Em primeiro lugar, apesar de o Sistema Único de Saúde (SUS) atender cerca de 80% da população brasileira, segundo dados do Portal da Saúde do Governo Federal, de 2013, não tem funcionado adequadamente. Não raro, verifica-se na mídia denúncias de pacientes que enfrentam dificuldades na marcação de consultas e obtenção de leitos, problemas graves e recorrentes. Consequentemente, esses impasses inviabilizam o diagnóstico e tratamento de enfermidades no estágio inicial, como o sarampo. Dessa forma, as doenças evitáveis tornam-se epidemias.
Ademais, outro fator que desafia a saúde pública é a ignorância de algumas pessoas que apoiam movimentos anti-vacinação, responsáveis pela diminuição da cobertura vacinal - principal forma de prevenção do sarampo - de 95% em 2015, para 84% em 2017, no Brasil, de acordo com a revista FAPESP, em 2018. Dentre os principais argumentos da oposição, destaca-se o mito de que as vacinas causam doenças. Por isso, é notável que não há a divulgação suficiente de informações verídicas sobre formas de prevenção de doenças.

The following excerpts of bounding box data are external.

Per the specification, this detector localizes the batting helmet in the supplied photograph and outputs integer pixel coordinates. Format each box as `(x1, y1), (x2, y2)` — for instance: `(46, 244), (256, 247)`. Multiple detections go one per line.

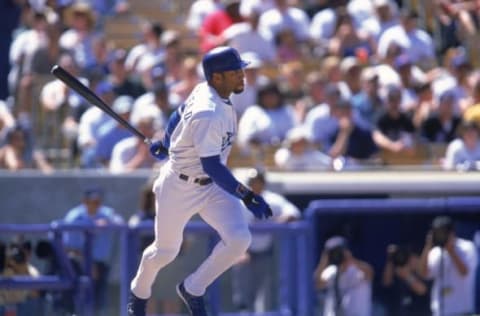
(202, 46), (249, 80)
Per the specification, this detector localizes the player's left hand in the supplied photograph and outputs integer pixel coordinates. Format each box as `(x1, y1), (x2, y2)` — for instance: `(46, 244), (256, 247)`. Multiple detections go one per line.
(150, 140), (168, 160)
(243, 192), (273, 219)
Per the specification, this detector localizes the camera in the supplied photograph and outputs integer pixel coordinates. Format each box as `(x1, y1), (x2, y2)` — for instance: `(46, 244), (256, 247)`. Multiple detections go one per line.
(328, 246), (345, 266)
(389, 246), (410, 267)
(432, 229), (450, 247)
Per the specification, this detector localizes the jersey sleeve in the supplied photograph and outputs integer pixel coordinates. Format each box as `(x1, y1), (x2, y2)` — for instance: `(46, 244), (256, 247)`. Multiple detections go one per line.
(191, 113), (223, 158)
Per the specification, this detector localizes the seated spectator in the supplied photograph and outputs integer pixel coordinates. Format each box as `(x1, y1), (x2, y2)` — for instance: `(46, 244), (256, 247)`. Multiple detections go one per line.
(230, 52), (268, 120)
(63, 186), (123, 313)
(327, 100), (377, 168)
(95, 95), (133, 167)
(420, 216), (478, 316)
(77, 81), (115, 168)
(238, 81), (296, 152)
(420, 91), (461, 144)
(274, 127), (332, 171)
(232, 169), (301, 313)
(0, 125), (53, 173)
(314, 236), (373, 316)
(109, 113), (157, 173)
(373, 86), (415, 153)
(382, 245), (430, 316)
(443, 122), (480, 170)
(199, 0), (243, 53)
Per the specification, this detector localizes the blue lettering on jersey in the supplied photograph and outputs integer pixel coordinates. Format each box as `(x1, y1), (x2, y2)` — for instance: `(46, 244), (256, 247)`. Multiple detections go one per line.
(222, 132), (234, 151)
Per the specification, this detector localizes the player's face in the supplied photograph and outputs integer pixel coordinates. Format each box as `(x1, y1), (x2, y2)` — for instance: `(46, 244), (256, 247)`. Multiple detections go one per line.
(220, 69), (245, 97)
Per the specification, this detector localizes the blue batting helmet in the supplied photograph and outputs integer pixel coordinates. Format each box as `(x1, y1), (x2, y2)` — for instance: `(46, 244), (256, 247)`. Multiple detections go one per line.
(202, 46), (248, 80)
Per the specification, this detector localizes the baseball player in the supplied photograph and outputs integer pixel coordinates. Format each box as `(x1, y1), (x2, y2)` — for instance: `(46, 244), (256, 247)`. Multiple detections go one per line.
(127, 46), (272, 316)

Dado o exposto, portanto, para que a população não sofra com epidemias de doenças evitáveis, é preciso que o Governo Federal em parceria com os estudantes da Faculdade de Sistemas de Informação da USP, desenvolvam um sistema de marcação de consultas e logística de leitos mais eficiente para o SUS, de modo que diminua a espera nos atendimentos. Além disso, devem divulgar na mídia, formas de prevenção às doenças e incentivo às vacinações, promovendo a saúde pelo Brasil.